The principal east coast border checkpoint with Malaysia is located in Sungai-Kolok, a border town some 66 kilometers south of the Narathiwat provincial capital. A railway bridge connecting the two countries marks the actual border. As with any border town, Sungai-Kolok manages to reflect the major cultural characteristics of both countries.
Lochut Folk Museum
This museum is located 11 kilometers from Waeng district office in Ban Su-Kae village. The museum collection includes antique artifacts excavated in the area such as Malay-style knives (kris) and pottery. A great many of the items are at least 1,000 years old.
This waterfall is located some 7 kilometers from Waeng district. Golden-leafed trees in the waterfall area bring considerable fame to Narathiwat.
Chat Warin Waterfall
This cascade, located some 6 kilometers away from Sungai Padi district office, is located in a richly vegetated area where wild durian trees are prominent.
This 60-meter-high waterfall is the most beautiful cascade in Narathiwat province. It is located 1 kilometer from Bacho district, or some 26 kilometers north of the provincial capital on the Narathiwat-Pattani road. A turning at Km. 73 leads to the waterfall, some 2 kilometers distant. Accommodation facilities are available.
Known locally as either Masajid Vadialhussein or Masajid Talomanoh, this unique wooden structure is located in Talomanoh village, some 4 kilometers south of the Bacho district office. The mosque was probably constructed in 1769 and combines Thai, Malay and Chinese art styles within one complex. Woodcarvings on various panels attest to the diversity of styles.

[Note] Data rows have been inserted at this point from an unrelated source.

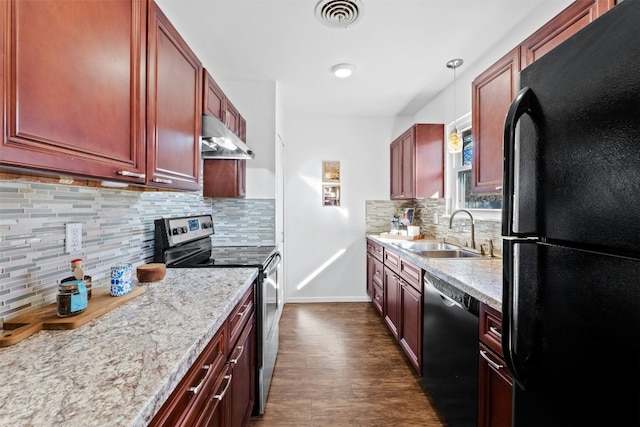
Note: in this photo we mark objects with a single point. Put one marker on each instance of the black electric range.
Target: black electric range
(185, 242)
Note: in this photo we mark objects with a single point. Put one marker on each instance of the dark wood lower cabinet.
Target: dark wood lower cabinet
(242, 393)
(190, 398)
(392, 289)
(494, 390)
(495, 385)
(219, 389)
(410, 335)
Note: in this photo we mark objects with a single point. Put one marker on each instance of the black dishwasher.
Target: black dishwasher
(450, 351)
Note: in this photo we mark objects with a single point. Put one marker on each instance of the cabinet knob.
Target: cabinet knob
(132, 174)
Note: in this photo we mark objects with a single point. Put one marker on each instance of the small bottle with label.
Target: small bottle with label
(71, 298)
(78, 274)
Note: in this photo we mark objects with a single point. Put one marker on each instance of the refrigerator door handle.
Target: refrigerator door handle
(520, 106)
(518, 332)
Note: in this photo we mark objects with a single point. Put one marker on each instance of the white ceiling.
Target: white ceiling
(399, 48)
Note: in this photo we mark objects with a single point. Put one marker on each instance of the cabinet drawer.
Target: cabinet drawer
(378, 297)
(377, 275)
(374, 249)
(392, 261)
(190, 396)
(411, 274)
(239, 317)
(491, 328)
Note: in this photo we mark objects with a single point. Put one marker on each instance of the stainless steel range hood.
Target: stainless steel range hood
(218, 142)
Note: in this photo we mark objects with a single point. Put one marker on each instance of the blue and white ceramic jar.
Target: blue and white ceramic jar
(121, 280)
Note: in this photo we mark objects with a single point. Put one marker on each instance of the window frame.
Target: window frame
(453, 165)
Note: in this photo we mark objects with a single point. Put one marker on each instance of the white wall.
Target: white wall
(313, 233)
(256, 101)
(441, 108)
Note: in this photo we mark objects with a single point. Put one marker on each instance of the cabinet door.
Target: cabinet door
(233, 118)
(242, 393)
(214, 102)
(492, 94)
(224, 178)
(568, 22)
(411, 325)
(396, 170)
(69, 109)
(216, 412)
(408, 168)
(392, 300)
(242, 132)
(370, 270)
(494, 390)
(174, 108)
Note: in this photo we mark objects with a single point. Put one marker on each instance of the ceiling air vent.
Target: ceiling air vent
(339, 13)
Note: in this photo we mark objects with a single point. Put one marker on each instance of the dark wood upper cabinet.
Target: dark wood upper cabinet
(494, 89)
(74, 87)
(174, 107)
(492, 94)
(417, 163)
(568, 22)
(214, 101)
(233, 118)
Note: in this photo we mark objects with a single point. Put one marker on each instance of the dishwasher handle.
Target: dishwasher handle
(448, 301)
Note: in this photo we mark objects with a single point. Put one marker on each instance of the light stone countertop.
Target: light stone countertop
(479, 277)
(119, 369)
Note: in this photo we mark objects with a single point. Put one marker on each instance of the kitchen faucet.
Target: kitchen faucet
(473, 236)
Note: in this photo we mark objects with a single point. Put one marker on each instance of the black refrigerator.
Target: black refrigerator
(571, 230)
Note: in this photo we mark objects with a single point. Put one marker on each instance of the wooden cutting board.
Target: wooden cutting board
(25, 325)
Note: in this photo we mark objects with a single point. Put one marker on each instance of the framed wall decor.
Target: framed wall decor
(331, 183)
(330, 171)
(330, 195)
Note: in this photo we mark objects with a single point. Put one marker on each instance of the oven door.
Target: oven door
(270, 304)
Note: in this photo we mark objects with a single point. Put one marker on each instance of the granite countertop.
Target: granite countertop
(119, 369)
(479, 277)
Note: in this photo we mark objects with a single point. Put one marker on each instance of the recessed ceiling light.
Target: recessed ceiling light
(342, 70)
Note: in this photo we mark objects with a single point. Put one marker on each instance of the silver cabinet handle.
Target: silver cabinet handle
(132, 174)
(495, 331)
(221, 395)
(234, 361)
(495, 365)
(197, 388)
(162, 181)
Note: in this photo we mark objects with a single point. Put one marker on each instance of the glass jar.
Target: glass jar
(78, 274)
(71, 298)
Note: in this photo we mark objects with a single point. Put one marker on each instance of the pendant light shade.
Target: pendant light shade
(454, 142)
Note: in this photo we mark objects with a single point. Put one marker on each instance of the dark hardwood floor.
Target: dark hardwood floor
(339, 366)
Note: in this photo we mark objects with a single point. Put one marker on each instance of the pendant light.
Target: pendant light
(454, 142)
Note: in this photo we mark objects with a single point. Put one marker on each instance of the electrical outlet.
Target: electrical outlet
(74, 237)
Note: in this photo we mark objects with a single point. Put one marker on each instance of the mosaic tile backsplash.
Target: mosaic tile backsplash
(117, 227)
(380, 212)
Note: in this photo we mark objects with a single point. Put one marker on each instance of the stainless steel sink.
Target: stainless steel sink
(436, 249)
(425, 246)
(449, 253)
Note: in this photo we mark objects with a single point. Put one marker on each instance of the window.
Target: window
(459, 178)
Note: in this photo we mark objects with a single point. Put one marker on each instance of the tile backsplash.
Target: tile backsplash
(117, 227)
(380, 212)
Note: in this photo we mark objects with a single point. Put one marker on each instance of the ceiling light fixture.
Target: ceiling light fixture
(342, 70)
(454, 142)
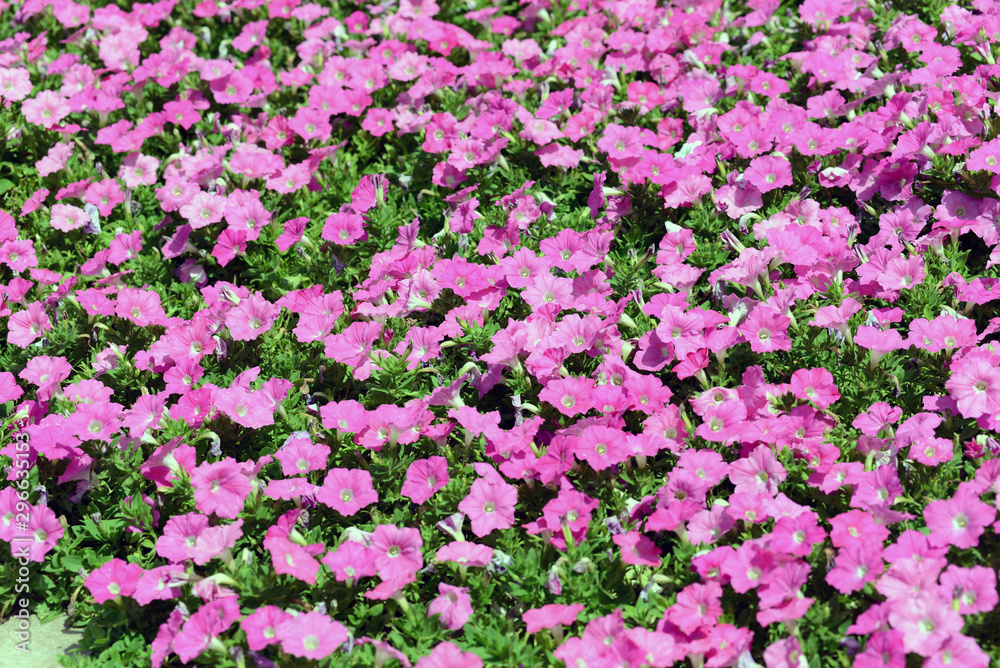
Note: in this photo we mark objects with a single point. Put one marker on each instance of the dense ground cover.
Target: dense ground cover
(605, 333)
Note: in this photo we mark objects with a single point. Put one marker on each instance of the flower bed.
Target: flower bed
(596, 333)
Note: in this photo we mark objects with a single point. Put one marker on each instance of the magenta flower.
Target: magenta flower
(637, 549)
(697, 605)
(926, 620)
(159, 584)
(768, 173)
(397, 551)
(958, 521)
(465, 553)
(351, 561)
(261, 626)
(114, 578)
(299, 455)
(766, 330)
(251, 318)
(758, 473)
(24, 327)
(203, 628)
(424, 478)
(453, 604)
(66, 217)
(290, 558)
(490, 505)
(46, 109)
(347, 490)
(220, 488)
(975, 385)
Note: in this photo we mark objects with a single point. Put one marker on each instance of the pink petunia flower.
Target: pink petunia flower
(220, 488)
(347, 490)
(958, 521)
(637, 549)
(351, 561)
(424, 478)
(46, 109)
(250, 318)
(25, 327)
(453, 604)
(768, 173)
(397, 551)
(261, 626)
(490, 505)
(114, 578)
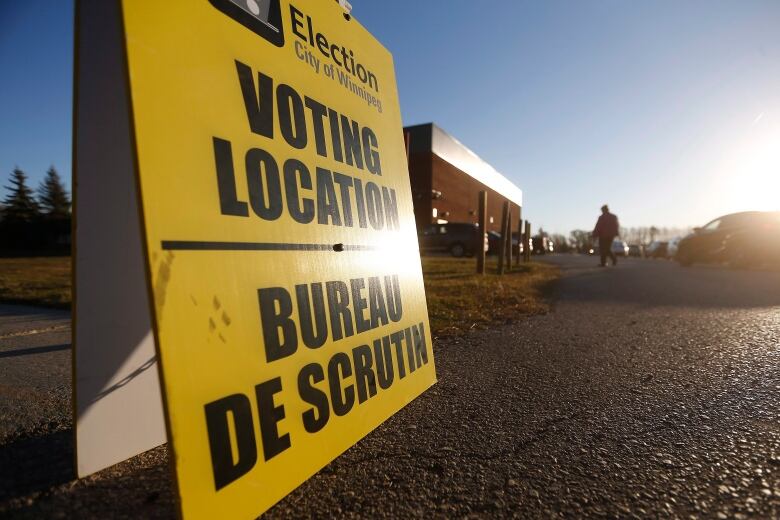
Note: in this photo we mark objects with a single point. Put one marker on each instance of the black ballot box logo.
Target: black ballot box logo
(263, 17)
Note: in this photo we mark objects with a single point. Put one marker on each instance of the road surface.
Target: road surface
(650, 390)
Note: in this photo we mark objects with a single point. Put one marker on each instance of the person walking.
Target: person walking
(607, 228)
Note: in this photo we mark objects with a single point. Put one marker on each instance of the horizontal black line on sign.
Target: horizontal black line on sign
(190, 245)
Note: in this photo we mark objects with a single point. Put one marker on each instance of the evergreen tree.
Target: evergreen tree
(52, 196)
(20, 205)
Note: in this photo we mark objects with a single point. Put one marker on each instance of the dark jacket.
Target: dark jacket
(607, 226)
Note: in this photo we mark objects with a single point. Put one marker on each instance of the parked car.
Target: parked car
(619, 247)
(657, 249)
(671, 248)
(541, 245)
(736, 238)
(455, 238)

Located in Bacho district, off the Bacho-Raman highway, the temple is well known inasmuch as the body of the former abbot, Luang Pho Daeng, who died in 1979, has not decayed. The abbot's corpse is an object of local reverence.
Batik, a fabric-coloring technique in which wax and colors react against each other in distinctive textures and linear, freehand patterns, is widely produced throughout Indonesia, Malaysia and southern Thailand. Batiks produced in Narathiwat number among the finest produced in Thailand.
Specialties Festival & Longkong Fruit Fair
Staged each October in the provincial capital, this festival coincides with Korlae boat races between local crews.
Tomo Chinese Goddess Fair
Staged in Sungai-Kolok, usually during late April, this features dragon and lion dances, revelry and religious processions.